LIT Fest Discusses Different Political Systems of Nepal 

In the last seven decades the nation has experienced three distinct systems. Before 1951, there was the Rana regime, followed by the monarchy until 2008, and later the adoption of democracy. With each transition, there was an expectation that the country’s situation would improve.
However, reality often diverged from these expectations. Recently, there have been
calls to abolish federalism, with claims that it has become too costly for the country.
However, some politicians argue that scrapping federalism is not a solution. On the last
day of the 11th edition of the Nepal Literature Festival, discussions were held on the
Rana regime, monarchy, and democracy.
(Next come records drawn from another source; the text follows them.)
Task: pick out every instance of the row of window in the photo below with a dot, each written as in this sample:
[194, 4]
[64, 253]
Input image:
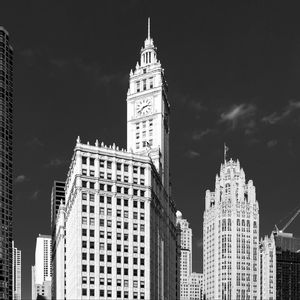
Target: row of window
[135, 295]
[109, 188]
[109, 235]
[108, 165]
[108, 282]
[142, 85]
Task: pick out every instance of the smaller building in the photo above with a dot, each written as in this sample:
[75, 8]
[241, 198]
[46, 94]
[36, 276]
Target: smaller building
[17, 267]
[41, 272]
[268, 268]
[287, 266]
[191, 283]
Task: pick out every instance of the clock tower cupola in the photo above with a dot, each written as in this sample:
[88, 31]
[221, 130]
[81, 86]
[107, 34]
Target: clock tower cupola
[148, 110]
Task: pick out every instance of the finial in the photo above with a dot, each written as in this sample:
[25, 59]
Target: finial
[149, 28]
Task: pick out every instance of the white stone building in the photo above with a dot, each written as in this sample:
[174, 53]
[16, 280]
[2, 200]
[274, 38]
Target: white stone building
[268, 268]
[41, 271]
[191, 283]
[231, 237]
[17, 269]
[120, 221]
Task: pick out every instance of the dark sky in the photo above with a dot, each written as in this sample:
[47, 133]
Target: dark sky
[233, 70]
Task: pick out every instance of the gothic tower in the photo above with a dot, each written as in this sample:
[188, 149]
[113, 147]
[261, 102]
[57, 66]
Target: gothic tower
[148, 110]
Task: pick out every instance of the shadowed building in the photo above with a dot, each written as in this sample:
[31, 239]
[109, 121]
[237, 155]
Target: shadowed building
[41, 271]
[6, 107]
[287, 266]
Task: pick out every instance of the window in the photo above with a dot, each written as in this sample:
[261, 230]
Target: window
[151, 82]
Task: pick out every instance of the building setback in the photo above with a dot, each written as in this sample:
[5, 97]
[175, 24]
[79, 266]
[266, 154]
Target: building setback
[191, 283]
[268, 268]
[119, 218]
[6, 124]
[57, 197]
[231, 237]
[41, 271]
[17, 275]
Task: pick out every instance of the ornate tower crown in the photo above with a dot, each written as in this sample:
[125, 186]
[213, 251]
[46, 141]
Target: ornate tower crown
[149, 51]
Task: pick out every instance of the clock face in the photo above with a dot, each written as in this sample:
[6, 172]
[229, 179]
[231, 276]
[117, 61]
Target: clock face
[143, 107]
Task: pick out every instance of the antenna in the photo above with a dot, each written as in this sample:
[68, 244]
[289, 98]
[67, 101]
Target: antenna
[225, 152]
[149, 28]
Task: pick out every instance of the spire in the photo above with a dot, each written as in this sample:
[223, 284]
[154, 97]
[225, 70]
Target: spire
[225, 152]
[149, 28]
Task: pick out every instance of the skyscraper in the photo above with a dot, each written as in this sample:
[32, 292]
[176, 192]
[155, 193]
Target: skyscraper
[17, 269]
[6, 94]
[120, 221]
[41, 271]
[191, 283]
[57, 197]
[231, 237]
[287, 266]
[268, 268]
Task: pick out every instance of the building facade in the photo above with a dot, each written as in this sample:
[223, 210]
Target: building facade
[268, 268]
[41, 271]
[57, 197]
[119, 218]
[6, 125]
[17, 275]
[231, 237]
[191, 283]
[287, 266]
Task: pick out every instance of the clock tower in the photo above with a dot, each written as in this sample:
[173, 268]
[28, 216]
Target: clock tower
[148, 110]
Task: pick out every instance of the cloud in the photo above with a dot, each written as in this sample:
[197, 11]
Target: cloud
[35, 143]
[238, 112]
[35, 194]
[198, 135]
[276, 117]
[55, 163]
[21, 178]
[272, 143]
[91, 69]
[192, 154]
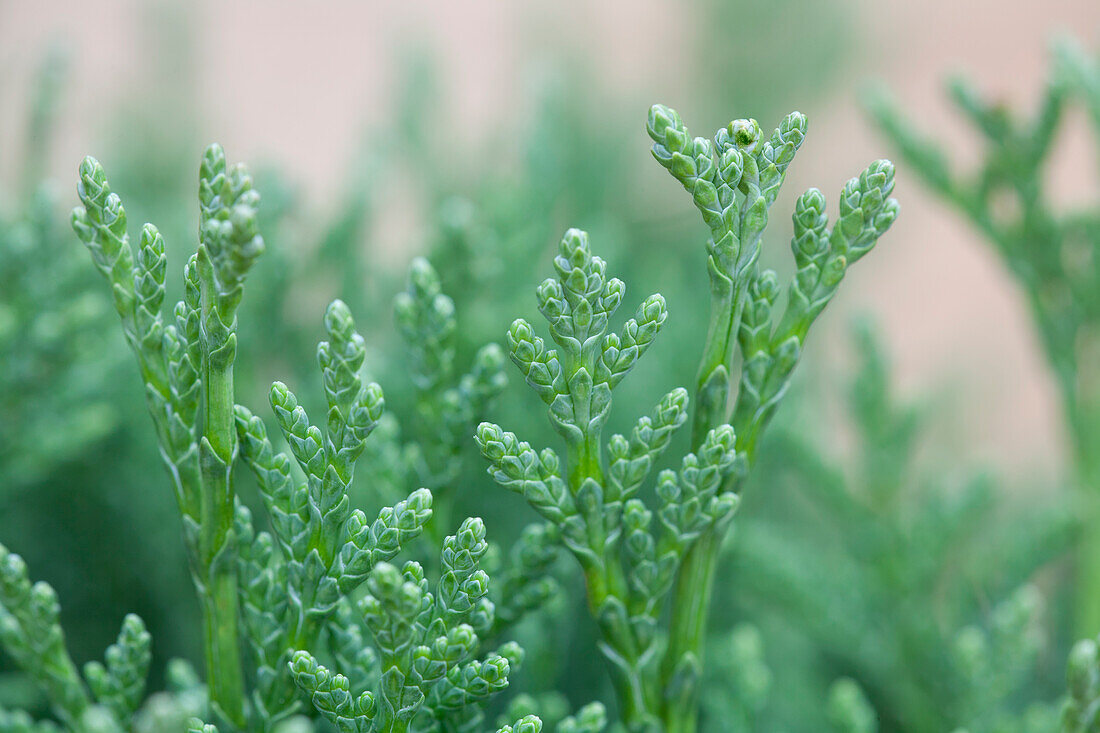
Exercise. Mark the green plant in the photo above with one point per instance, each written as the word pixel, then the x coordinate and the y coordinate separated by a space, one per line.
pixel 288 590
pixel 870 567
pixel 629 568
pixel 1052 253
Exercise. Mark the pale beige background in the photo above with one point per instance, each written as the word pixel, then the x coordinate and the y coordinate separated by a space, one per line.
pixel 299 81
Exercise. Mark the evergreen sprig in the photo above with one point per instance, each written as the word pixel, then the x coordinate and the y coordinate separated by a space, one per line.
pixel 187 371
pixel 593 503
pixel 1051 252
pixel 734 181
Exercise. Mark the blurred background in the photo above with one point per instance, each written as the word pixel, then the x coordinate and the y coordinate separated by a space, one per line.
pixel 475 133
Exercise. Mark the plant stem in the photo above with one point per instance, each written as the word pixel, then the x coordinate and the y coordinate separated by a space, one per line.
pixel 217 555
pixel 691 602
pixel 691 593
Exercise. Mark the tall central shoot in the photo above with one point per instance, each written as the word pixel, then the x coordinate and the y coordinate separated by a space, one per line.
pixel 631 567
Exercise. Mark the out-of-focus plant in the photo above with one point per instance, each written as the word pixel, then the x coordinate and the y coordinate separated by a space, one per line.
pixel 876 568
pixel 1053 253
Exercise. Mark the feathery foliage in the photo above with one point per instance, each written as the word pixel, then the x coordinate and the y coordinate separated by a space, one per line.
pixel 629 566
pixel 1053 253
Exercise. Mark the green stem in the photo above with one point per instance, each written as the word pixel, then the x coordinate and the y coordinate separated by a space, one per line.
pixel 682 666
pixel 218 587
pixel 691 602
pixel 222 647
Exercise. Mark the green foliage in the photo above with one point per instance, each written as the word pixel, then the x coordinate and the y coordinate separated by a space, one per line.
pixel 630 568
pixel 1049 251
pixel 876 569
pixel 734 181
pixel 333 634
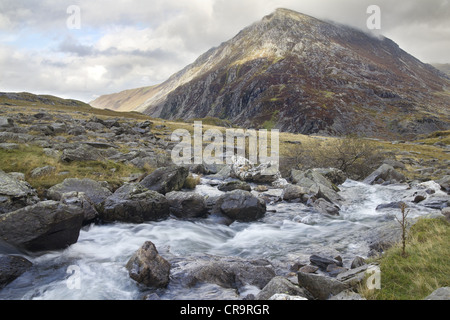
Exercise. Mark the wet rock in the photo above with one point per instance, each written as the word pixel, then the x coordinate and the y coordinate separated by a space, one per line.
pixel 323 262
pixel 320 287
pixel 82 201
pixel 186 204
pixel 309 269
pixel 95 191
pixel 264 173
pixel 165 180
pixel 133 203
pixel 234 185
pixel 293 192
pixel 281 285
pixel 385 173
pixel 15 194
pixel 440 294
pixel 347 295
pixel 227 272
pixel 12 267
pixel 326 207
pixel 6 122
pixel 357 262
pixel 242 206
pixel 43 171
pixel 9 146
pixel 146 266
pixel 48 225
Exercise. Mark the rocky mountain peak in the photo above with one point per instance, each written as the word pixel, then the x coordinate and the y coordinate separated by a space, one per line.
pixel 299 74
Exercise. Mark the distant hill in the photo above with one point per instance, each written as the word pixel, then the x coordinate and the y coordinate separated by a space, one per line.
pixel 299 74
pixel 443 67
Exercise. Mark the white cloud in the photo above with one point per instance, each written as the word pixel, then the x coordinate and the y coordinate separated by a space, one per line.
pixel 135 43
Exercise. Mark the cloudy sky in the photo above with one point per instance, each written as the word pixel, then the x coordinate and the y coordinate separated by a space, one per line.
pixel 127 44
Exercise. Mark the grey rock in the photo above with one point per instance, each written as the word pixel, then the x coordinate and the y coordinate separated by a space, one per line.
pixel 227 272
pixel 43 171
pixel 9 146
pixel 440 294
pixel 15 194
pixel 133 203
pixel 385 173
pixel 293 192
pixel 325 207
pixel 241 206
pixel 323 262
pixel 264 173
pixel 146 266
pixel 347 295
pixel 82 201
pixel 320 287
pixel 82 153
pixel 357 262
pixel 234 185
pixel 186 204
pixel 48 225
pixel 94 190
pixel 164 180
pixel 281 285
pixel 12 267
pixel 6 122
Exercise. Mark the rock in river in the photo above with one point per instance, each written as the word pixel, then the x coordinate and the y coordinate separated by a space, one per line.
pixel 48 225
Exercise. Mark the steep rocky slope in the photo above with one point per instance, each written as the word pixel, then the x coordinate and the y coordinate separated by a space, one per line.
pixel 299 74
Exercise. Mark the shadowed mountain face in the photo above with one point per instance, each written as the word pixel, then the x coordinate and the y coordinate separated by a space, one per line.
pixel 298 74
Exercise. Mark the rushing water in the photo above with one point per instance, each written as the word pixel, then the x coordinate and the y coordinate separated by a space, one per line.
pixel 289 232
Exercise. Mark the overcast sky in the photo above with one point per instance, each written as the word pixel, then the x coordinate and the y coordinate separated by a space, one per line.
pixel 134 43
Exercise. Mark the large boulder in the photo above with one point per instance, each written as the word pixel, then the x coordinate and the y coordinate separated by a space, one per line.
pixel 96 191
pixel 321 287
pixel 241 206
pixel 227 272
pixel 133 203
pixel 385 173
pixel 316 185
pixel 281 285
pixel 234 185
pixel 15 194
pixel 82 201
pixel 48 225
pixel 293 192
pixel 12 267
pixel 167 179
pixel 186 204
pixel 242 169
pixel 146 266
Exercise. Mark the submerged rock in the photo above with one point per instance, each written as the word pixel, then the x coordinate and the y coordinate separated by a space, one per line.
pixel 146 266
pixel 48 225
pixel 186 204
pixel 385 173
pixel 165 180
pixel 134 203
pixel 241 206
pixel 12 267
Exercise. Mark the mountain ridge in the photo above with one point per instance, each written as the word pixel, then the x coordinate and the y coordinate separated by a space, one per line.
pixel 299 74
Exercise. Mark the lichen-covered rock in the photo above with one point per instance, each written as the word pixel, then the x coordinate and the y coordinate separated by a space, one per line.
pixel 146 266
pixel 48 225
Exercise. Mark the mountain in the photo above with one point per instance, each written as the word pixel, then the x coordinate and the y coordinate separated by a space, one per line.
pixel 299 74
pixel 444 67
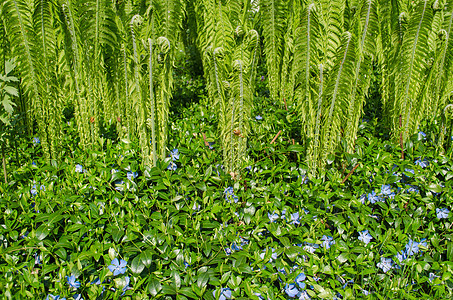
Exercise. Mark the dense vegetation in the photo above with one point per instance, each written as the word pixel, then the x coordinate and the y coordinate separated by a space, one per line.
pixel 209 149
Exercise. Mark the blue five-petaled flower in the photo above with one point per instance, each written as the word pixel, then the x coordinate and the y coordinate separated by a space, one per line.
pixel 72 282
pixel 365 237
pixel 118 267
pixel 225 293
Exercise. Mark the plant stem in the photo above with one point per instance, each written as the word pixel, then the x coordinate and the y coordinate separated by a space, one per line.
pixel 401 139
pixel 4 162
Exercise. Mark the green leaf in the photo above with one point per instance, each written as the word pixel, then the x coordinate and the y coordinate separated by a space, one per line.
pixel 202 279
pixel 11 90
pixel 117 234
pixel 188 292
pixel 9 66
pixel 43 231
pixel 296 148
pixel 154 287
pixel 8 105
pixel 146 257
pixel 137 266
Chandra Dev Joshi, the chairman of the
Communist Party of Nepal (United), stated that federalism has not imposed an
economic burden on the country.

“The essence of federalism is equality,” says Joshi. “Without maintaining equality,
federalism cannot thrive.”

He emphasizes that federalism is essential for strengthening the nation.
Samikshya Baskota, President of Bibeksheel Sanjha Party, suggested that instead of
changing the political system, efforts should be focused on improving the existing one.
“If the current system is implemented effectively, everything will improve,” says Baskota.
She adds that if politicians fail to perform their duties properly, none of the systems will
improve the country’s situation.

Political analyst Hari Sharma argued that only the end of the Rana regime constituted a
revolution; all other changes were protests. Joshi noted that democracy has paved the way for a new environment.

Baskota further criticized the academic curriculum for inadequately acknowledging the
history of political changes. “If the academic curriculums had properly acknowledged history, things might have been different,” says Baskota.